「恣意的(しいてき)」は、日常で使われる際は「勝手気まま」という意味合いで使われることが多いですが、「論理的な必然性がないさま」という意味もあります。
日本のビジネスシーンでは、客観的な基準や論理に基づかずに判断や決定を行うことを批判するときに、「恣意的(しいてき)」という言葉が使われます。

この記事では、「恣意的(しいてき)」の意味について、例文を交えながら詳しく解説します。言い換えや類語についても触れているので、ぜひ参考にしてください。

「恣意的(しいてき)」の意味

「恣意的(しいてき)」の基本的な意味

「恣意的(しいてき)」は、「自分の勝手な都合で決めたり、行ったりする様子」を表す言葉です。
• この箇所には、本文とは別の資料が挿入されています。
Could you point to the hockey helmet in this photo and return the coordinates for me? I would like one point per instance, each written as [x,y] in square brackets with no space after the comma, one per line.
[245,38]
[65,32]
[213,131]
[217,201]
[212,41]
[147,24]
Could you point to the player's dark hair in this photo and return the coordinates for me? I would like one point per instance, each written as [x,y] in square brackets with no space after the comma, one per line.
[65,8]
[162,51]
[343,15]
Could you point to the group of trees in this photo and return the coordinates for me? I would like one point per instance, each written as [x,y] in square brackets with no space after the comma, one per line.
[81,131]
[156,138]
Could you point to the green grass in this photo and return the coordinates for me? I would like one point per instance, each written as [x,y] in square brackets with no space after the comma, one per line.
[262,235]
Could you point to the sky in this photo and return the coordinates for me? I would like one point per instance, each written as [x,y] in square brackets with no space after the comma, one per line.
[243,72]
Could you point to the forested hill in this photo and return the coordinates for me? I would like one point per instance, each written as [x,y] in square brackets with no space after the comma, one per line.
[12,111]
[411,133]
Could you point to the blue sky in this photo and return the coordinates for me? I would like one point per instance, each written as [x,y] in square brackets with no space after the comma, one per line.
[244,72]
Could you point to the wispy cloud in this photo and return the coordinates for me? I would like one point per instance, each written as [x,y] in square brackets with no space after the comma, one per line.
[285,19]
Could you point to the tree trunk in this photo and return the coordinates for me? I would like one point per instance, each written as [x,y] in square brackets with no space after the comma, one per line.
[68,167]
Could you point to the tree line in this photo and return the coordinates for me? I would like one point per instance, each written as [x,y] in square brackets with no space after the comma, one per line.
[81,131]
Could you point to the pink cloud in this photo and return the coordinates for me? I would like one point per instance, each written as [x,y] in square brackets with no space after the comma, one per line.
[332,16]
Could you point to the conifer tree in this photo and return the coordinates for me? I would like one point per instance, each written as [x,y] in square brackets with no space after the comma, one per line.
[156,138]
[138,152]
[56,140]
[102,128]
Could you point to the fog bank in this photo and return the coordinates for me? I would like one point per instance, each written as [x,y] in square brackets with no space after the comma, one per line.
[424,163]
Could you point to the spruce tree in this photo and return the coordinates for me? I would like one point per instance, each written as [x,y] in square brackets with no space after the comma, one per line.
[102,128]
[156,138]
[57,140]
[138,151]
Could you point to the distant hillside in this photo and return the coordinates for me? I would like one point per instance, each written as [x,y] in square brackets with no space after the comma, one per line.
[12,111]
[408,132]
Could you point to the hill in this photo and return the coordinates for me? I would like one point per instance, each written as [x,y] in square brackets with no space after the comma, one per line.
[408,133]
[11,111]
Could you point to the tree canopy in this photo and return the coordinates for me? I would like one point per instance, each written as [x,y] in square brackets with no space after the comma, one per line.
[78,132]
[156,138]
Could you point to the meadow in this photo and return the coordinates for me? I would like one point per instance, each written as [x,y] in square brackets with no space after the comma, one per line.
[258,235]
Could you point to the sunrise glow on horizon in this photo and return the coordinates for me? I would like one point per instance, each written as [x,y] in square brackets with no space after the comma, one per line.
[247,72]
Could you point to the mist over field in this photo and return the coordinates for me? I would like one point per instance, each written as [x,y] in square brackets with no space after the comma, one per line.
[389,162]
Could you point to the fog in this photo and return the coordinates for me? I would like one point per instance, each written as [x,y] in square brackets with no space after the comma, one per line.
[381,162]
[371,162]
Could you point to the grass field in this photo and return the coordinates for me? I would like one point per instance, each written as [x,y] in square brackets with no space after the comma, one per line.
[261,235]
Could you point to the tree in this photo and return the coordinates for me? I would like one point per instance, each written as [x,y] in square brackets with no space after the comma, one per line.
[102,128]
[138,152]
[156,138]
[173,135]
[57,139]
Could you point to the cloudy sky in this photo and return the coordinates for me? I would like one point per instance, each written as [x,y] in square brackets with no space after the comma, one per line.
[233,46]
客観的な理由や根拠に基づかず、感情や思い付きで行動するような場合に使われます。

英語では “arbitrary”

と表現されます。

「恣意的(しいてき)」がよく使われる場面

「恣意的(しいてき)」がよく使われる場面は、以下のとおりです。

  • 会社の意思決定プロセスで、公平性を欠いた判断が行われる場合
  • 法的な文書や契約書で、特定の条件が一方的に変更される場合

「恣意的(しいてき)」の具体的な使用例

以下に、「恣意的(しいてき)」の具体的な使用例を紹介します。

例文1:上司は恣意的にプロジェクトの方針を変更した。

英語で意味を確認!

“The boss arbitrarily changed the direction of the project.”

例文2:彼の意見は恣意的なもので、客観的な視点を欠いている。

英語で意味を確認!

“His opinions are arbitrary and lack an objective perspective.”

例文3:その政策は恣意的な決定に基づいているため、多くの人々からの批判を受けている。

英語で意味を確認!

“The policy is based on arbitrary decisions and has received criticism from many people.”

「恣意的(しいてき)」を使用する際の注意点

ビジネスシーンにおいて「恣意的(しいてき)」という表現は、不公平な判断や偏った意思決定を批判するときに使われることが多く、相手を批判する意味合いを持つ言葉なので、使用する際には注意が必要です。

「恣意的(しいてき)」の言い換え・類語

「恣意的(しいてき)」の言い換え表現や類語を以下に紹介します。

独断的(どくだんてき)

「独断的(どくだんてき)」は、深く吟味しないで、一方的に決定するという意味を持ち、批判的なニュアンスを含む表現です。

例文1:上司の判断は独断的で、部下からは不満が出ている。

英語で意味を確認!

“The superior’s decisions are arbitrary, and subordinates are dissatisfied.”

例文2:政府の独断的な政策変更によって、多くの企業が打撃を受けた。

英語で意味を確認!

“Many companies were hurt by the government’s arbitrary policy changes.”

例文3:その会社は独断的な経営方針を進めている。

英語で意味を確認!

“The company is pursuing an arbitrary management policy.”

独善的(どくぜんてき)

「独善的(どくぜんてき)」は、他人のことはかまわないで、自分だけが正しいと考える様子を表します。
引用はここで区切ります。